O vídeo é de 2016 e foi publicado nas redes sociais pelo youtuber Felipe Neto, que criticou o hábito do empresário de proferir ofensas machistas, racistas e homofóbicas travestidas de ‘piada’. Felipe aproveitou para expor alguns políticos defensores da ‘família brasileira’. 

Especialista cita responsabilidade social de emissoras de TV

Thais Dantas é advogada e membra do programa ‘Prioridade Absoluta’, do Instituto Alana. Em conversa com o Hypenessela cita elementos da Constituição Federal e chama atenção para a proteção da imagem de crianças e adolescentes. 

“Por elas estarem em uma condição peculiar de desenvolvimento, o conteúdo que crianças e adolescentes têm acesso precisa ser adequado que elas estão vivenciando. O artigo 227 da Constituição Federal trata do papel de auxiliar contra a inviabilidade física, psíquica e moral, o que tende a acontecer quando o conteúdo não é adequado”. 

A participação de um criança precisa de autorização judicial e atender aos requisitos da lei do trabalho infantil artístico. Entre as exigências está o acompanhamento psicológico para manter a saúde mental e zelar pela imagem dos menores de idade. 

“Sempre que há participação de crianças e adolescentes na condição de convidados,  para a realização de apresentações ou participação em concursos de beleza, é necessário garantir que elas possuam autorização judicial. O trabalho infantil artístico garante a participação da criança e o tipo de conteúdo ao qual ela é exposta”, pontua Thais. 

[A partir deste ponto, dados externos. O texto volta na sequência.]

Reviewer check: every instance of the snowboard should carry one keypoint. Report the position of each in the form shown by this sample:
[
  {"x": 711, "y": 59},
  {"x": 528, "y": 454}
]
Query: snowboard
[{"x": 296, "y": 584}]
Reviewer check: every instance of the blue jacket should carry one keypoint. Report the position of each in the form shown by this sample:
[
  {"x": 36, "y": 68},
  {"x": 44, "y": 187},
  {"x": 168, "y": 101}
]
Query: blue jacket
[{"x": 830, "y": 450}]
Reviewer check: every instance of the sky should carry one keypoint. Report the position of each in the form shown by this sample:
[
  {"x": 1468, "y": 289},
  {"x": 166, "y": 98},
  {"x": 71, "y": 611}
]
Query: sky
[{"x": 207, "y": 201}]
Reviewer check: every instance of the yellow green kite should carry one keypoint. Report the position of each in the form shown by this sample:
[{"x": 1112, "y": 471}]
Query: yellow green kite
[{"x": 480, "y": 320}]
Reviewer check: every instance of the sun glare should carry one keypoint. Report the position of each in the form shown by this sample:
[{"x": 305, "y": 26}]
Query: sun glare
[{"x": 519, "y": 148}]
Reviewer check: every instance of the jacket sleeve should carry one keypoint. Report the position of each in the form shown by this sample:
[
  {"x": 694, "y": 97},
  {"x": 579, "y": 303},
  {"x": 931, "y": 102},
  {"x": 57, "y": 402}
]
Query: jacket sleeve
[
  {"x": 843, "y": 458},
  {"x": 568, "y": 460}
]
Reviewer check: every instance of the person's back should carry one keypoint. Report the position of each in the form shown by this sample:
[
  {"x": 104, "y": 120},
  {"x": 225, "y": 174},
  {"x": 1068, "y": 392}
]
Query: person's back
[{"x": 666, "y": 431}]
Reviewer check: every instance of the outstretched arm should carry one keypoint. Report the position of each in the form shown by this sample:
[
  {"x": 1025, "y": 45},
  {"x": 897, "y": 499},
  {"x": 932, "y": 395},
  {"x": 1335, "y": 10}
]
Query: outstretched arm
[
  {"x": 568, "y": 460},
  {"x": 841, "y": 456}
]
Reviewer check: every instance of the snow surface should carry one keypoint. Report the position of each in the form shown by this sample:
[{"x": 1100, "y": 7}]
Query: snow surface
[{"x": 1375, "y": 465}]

E o compromisso social, Silvio? 

Não faz muito tempo, Silvio Santos chocou ao promover um concurso de beleza infantil. Não bastasse a atitude, condenada por especialistas, o dono do SBT exibiu crianças menores de idade usando apenas maiô. 

“Vocês do auditório vão ver quem tem as pernas mais bonitas, o colo mais bonito, o rosto mais bonito e o conjunto mais bonito”, declarou Senor Abravanel. 

Vale lembrar, assim como diaz Thais Dantas, que as emissoras de TV brasileiras são concessões públicas. Ou seja, o sinal só é permitido pelo governo federal mediante compromisso com a responsabilidade social. O pacote, claro, incluiu a proteção ao direito da criança e do adolescente. 

“A nossa legislação protege as crianças e adolescentes e a TV, enquanto concessão pública, deve respeitar e ser responsabilizada por isso”, reforça a advogada. 

Silvio Santos recebeu críticas por concurso de beleza infantil

Thais acrescenta, “é preciso pensar a violação do direito de imagem dessas crianças quando há algo vexatório, quando são expostas ao constrangimento, que tende a ser replicado”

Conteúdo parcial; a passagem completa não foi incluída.